Lesia n’existe pas

Dès sa naissance, Lesia devient une citoyenne russe sans identité. Avant de la déposer à l’orphelinat, ses parents n’ont pas enregistré sa venue au monde.
A l’aube de ses soixante ans, Lesia va-t-elle enfin avoir une existence administrative ?

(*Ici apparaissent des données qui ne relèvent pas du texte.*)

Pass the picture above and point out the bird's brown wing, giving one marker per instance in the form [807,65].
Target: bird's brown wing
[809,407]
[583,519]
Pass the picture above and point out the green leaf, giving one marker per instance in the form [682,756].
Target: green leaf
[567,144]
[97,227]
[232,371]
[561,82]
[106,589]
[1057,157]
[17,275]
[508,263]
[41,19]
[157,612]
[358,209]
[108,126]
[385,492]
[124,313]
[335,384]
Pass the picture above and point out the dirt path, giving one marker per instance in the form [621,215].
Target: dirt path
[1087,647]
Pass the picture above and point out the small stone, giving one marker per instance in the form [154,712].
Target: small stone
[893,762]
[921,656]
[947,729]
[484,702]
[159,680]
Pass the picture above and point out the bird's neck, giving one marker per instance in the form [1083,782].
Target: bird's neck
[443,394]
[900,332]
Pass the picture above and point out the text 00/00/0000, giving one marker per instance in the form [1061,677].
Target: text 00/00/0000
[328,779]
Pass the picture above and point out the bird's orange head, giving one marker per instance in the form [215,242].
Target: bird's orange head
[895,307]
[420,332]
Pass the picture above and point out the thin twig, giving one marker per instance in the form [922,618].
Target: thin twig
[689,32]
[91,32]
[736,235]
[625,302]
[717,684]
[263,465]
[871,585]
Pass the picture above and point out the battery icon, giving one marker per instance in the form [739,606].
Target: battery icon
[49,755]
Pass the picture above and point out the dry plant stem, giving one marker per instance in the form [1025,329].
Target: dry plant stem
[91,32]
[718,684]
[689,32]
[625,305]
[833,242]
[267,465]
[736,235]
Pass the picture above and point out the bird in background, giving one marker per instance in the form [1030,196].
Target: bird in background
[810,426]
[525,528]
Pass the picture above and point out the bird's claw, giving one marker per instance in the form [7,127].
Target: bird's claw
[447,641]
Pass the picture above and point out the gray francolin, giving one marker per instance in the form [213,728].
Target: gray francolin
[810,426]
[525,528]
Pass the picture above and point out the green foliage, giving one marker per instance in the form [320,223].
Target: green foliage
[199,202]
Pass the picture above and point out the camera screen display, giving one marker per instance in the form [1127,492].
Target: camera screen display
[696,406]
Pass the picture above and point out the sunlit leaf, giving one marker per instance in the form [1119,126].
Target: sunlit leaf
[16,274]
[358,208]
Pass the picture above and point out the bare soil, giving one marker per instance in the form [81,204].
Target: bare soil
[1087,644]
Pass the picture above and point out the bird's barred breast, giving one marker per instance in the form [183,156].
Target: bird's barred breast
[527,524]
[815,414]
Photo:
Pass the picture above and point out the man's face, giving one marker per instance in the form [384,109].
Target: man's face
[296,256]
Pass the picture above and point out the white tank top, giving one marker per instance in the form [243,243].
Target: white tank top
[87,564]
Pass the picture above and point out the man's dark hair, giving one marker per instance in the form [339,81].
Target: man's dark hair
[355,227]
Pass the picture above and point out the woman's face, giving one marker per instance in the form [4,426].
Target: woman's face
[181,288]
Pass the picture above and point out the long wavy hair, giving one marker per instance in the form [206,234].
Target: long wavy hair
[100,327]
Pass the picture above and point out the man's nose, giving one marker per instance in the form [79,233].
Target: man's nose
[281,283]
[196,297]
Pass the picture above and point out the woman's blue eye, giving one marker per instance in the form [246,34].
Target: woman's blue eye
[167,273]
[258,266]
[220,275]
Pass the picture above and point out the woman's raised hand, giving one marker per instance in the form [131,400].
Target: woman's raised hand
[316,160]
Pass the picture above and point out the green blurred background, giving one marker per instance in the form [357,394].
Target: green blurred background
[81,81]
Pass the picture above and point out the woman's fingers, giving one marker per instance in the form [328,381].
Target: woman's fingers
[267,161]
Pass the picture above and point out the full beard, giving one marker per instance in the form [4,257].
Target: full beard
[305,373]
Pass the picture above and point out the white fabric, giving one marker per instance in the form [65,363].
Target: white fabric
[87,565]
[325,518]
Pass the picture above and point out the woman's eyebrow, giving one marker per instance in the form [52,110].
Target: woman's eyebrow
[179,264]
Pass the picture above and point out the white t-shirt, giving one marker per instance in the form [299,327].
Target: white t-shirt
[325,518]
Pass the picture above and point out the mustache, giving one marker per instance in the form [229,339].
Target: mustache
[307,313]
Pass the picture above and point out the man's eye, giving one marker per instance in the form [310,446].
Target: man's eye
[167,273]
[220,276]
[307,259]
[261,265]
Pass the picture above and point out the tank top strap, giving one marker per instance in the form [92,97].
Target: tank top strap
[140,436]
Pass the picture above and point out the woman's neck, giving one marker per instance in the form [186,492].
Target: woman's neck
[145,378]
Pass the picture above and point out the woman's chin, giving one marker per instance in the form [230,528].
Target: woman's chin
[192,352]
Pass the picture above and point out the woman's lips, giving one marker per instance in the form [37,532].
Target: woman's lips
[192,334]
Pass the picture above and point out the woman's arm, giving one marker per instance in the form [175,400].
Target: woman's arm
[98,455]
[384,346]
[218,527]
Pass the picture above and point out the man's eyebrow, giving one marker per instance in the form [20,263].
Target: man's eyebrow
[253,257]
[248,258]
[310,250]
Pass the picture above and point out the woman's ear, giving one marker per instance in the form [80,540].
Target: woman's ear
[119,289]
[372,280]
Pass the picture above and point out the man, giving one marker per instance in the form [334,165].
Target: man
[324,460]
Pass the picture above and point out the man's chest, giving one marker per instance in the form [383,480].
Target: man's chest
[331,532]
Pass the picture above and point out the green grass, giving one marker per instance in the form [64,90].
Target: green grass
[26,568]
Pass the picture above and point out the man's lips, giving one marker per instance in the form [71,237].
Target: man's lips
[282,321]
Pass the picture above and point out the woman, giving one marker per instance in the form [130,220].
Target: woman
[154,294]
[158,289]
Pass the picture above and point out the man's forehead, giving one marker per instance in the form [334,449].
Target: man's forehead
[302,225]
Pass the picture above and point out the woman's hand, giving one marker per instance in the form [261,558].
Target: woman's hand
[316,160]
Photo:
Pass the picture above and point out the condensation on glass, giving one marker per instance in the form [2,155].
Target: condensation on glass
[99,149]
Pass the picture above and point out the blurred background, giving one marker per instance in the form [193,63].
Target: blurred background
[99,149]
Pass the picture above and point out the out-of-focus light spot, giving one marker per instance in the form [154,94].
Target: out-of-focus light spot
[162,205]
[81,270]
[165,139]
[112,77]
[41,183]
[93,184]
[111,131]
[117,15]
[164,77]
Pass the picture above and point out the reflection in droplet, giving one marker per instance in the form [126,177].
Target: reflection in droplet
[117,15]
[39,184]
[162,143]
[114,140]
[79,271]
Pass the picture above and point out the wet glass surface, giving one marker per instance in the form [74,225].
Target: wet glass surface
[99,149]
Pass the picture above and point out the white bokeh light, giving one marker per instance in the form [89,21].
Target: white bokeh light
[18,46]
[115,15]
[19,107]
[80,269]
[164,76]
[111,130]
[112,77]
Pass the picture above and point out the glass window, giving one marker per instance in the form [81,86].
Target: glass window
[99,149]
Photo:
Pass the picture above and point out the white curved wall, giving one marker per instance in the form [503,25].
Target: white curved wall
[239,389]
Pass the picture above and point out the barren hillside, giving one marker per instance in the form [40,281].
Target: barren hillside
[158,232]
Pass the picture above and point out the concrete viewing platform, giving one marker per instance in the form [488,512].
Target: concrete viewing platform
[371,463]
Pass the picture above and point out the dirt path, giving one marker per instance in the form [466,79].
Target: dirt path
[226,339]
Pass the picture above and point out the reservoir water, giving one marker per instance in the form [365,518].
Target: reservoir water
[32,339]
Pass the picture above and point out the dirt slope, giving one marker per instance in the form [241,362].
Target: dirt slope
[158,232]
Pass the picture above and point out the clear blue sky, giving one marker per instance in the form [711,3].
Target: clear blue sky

Il y a un an, Lesia est apparue au Service Social de Nochlechka, sans-papier, sans-travail, à la rue, nous l’avons prise sous notre aile nous explique Pasha Lejax, l’assistante sociale.
A l’instar d’un généalogiste nous avons dû fouiller le passé de Lesia, connaître son parcours afin de pouvoir aiguiller nos recherches ajoute-t-elle.

Des années de galère
Je suis est née dans la région de Novgorod, j’ai grandi dans un orphelinat, mes parents, je ne les ai jamais connus, à mes dix-huit ans l’orphelinat m’envoie à Leningrad pour y travailler, raconte Lesia.
Nous sommes en 1978, Lesia débute à l’usine Kirov, elle y poursuit sa profession sur la construction de grues. En 1990, l’URRS tremble sur ses bases, Lesia est renvoyée.
J’ai commencé à boire, j’ai perdu mon passeport, j’ai perdu ma chambre de l’appartement communautaire. Je logeais par-ci, par-là suivant les amitiés, poursuit Lesia. Dehors c’était l’anarchie, le régime disparaissait à toute vitesse, on trouvait de moins en moins de petits boulots, les files devant les magasins vides jamais n’ont été aussi longues.
Pour survivre, je me suis mis à voler. Je me suis fait attraper. Cinq ans de prison. Au moins j’étais nourrie et logée.

Un fantôme
Pour retrouver des pistes administratives nous nous sommes tout d’abord adressés à la prison où Lesia a purgé sa peine. Rien, pas de trace, nous dit Pasha Lejax.
Nous avons aussi contacté le registre de la région de Novgorod pour en savoir plus sur l’acte de naissance. Rien. Pas une ligne.
Restait l’orphelinat, pour eux aussi il n’existait pas d’acte de naissance mais ils ont parlé d’un passeport soviétique émis à l’âge de ses seize ans.
Pas d’acte de naissance et plus aucune trace du passeport soviétique.
Nous en étions là, Lesia n’existe pas.

Au pays de l’absurde, les fonctionnaires sont rois
Finalement, le service social de Nochlechka s’est adressé au service des migrations. Il faut comprendre qu’à l’époque de l’URSS pour un citoyen soviétique passer d’une région à une autre était synonyme de migration, une notion des plus incompréhensible pour les Européens.
Miracle, les inspecteurs de ce service trouvent cette vieille pièce d’identité avec les empreintes digitales de Lesia. Effectivement tout indiquait qu’elle était citoyenne russe.
Devrait être, car malgré les empreintes concordantes, sans acte de naissance, difficile de croire que Lesia est réellement née.
On en est là.

Pour les avocats de Nochlechka un long combat commence, prouver devant un tribunal que Lesia est bien Lesia, que ses empreintes digitales apposées sur son vieux passeport lui correspondent bien.
Rien d’évident au pays de l’absurde bureaucratique.